久々に「ずしり」と来る映画を観た。哀しさが重みになる作品。なかなかない。
主人公はマーク・ウォールバーグ扮するレオ。窃盗罪で1年半入っていた刑務所から出た彼を迎える母親(エレン・バースティン)、従兄弟のエリカ(シャリーズ・セロン)に、エリカの恋人で幼なじみのウィリー(ホアキン・フェニックス)。レオは、エリカの母親(フェイ・ダナウェイ)の再婚相手のフランク(ジェームス・カーン)の会社で働き始めるが、そこではウィリーと仲間達が、市長を始めとする鉄道部品の発注に関する汚職に絡んでいた。そして思わぬ犯罪に巻き込まれたレオは、ウィリーの仲間や警察に追われる身となる。

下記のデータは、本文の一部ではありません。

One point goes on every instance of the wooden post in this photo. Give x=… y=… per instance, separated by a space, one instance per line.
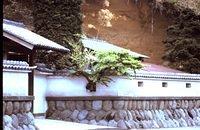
x=31 y=77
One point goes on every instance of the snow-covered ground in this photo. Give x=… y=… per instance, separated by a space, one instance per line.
x=47 y=124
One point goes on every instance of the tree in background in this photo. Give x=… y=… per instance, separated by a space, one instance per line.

とまぁ、筋書きはサスペンスだが、主体は「家族」の物語だ。物語の焦点は汚職云々ではなく、汚職に関わる犯罪で崩れていく家族の肖像を重厚に見せてくれる。
それにしても、よくぞ集まったこのキャスト。地味ではあるが、かなり豪華だ。ホアキン・フェニックスは、この映画と『グラディエーター』の演技で2000年の映画賞をさらっている。彼の暗い目には、ワケありで自分を悔やむ役が似合うし、実際上手い。が、この映画ではシャリーズ・セロンがいつになくいい。この人はメイクから役に入る人だが、黒のマニキュア、暗い目元、笑っていても不幸に見える顔、メイクだけではないこのオーラ。いつの間にこれだけの女優になったんだと驚く。2000年、2001年の彼女出演映画はいずれも4本。よく働く女優である。そして、売れても辞さない脱ぎっぷり。ひょっとしたらこの女優、大化けするかもしれないぞ。ちょっと甘く見ていました。

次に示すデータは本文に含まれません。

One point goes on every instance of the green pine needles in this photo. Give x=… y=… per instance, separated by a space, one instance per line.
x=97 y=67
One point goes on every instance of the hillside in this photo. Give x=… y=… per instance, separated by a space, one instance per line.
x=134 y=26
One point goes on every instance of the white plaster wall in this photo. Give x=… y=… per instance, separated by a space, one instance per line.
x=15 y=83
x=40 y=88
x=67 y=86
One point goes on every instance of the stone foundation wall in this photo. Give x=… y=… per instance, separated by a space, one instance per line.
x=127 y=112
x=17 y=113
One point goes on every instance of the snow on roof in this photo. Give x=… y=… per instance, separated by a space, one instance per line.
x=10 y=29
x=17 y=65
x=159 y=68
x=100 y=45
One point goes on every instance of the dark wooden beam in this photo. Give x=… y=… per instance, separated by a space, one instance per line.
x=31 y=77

そして、ベテラン勢3人の味だ。ダナウェイにはあまり出番がないのだが、何でこの人、あんなメガネをしてるんだろうと、そればっかり気になった。何よりエレン・バースティンが素晴らしい。心臓病を患い、女手一つで育て上げてきた一人息子が出所したかと思うと、犯罪に巻き混まれて容疑者扱い。しかし、息子の前で弱くはなれないことを彼女はわかっていて、気丈に振舞うバースティン。そうか。やはりこの映画は「家族」の映画なのか、と気づく。果たして誰が汚職事件の、いや、家族の「裏切り者」となるのか。しかし「血より濃いものはない」とはまさにその通り。彼らが辿る結末の悲しさは避けられないにしろ、それでもなお哀しすぎるものであった。

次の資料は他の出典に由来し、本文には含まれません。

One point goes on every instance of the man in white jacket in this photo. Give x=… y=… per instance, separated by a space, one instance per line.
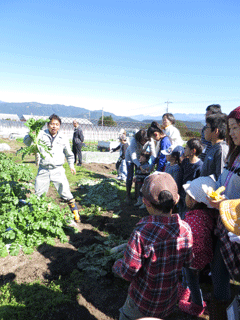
x=51 y=165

監督のジェームス・グレイは、『リトル・オデッサ』で初監督を飾り、本作が長編第2作目だ。実はまだ前作を観ていない。ビデオは持っている。『裏切り者』の冒頭の、レオを迎えるパーティー・シーン。レオの出所を皆で祝い、母親がお礼の言葉を言う。盛り上がる客人たち。しかし、なぜか不吉な予感を漂わせる暗い演出は出色だ。(ホアキン・フェニックスに至っては彫りが深いので眼球がほとんど陰になって見えない) 音楽のハワード・ショアは、ここでホルストの『土星』を使うという反則ワザで静かに得体の知れない哀しさを感じさせている。
だが、この映画が手放しで佳作と言えないのは、ラストの安易さと、ひとえにマーク・ウォールバーグの演技力の起因する。前述したように、他の俳優は文句ナシだ。みな、この映画に合った演技をしている。だが、ウォールバーグを見よ。ひたすら眉間にシワを寄せて表情演技のつもりでいるのか。まぁ、それも悪くないと言えないこともないが、だからと言って『猿の惑星』と同じ演技ってのはあまりにマズイんじゃないのー。彼のアップで演出をされても、あーぁ。つまんないなー、って感じである。うーん。残念。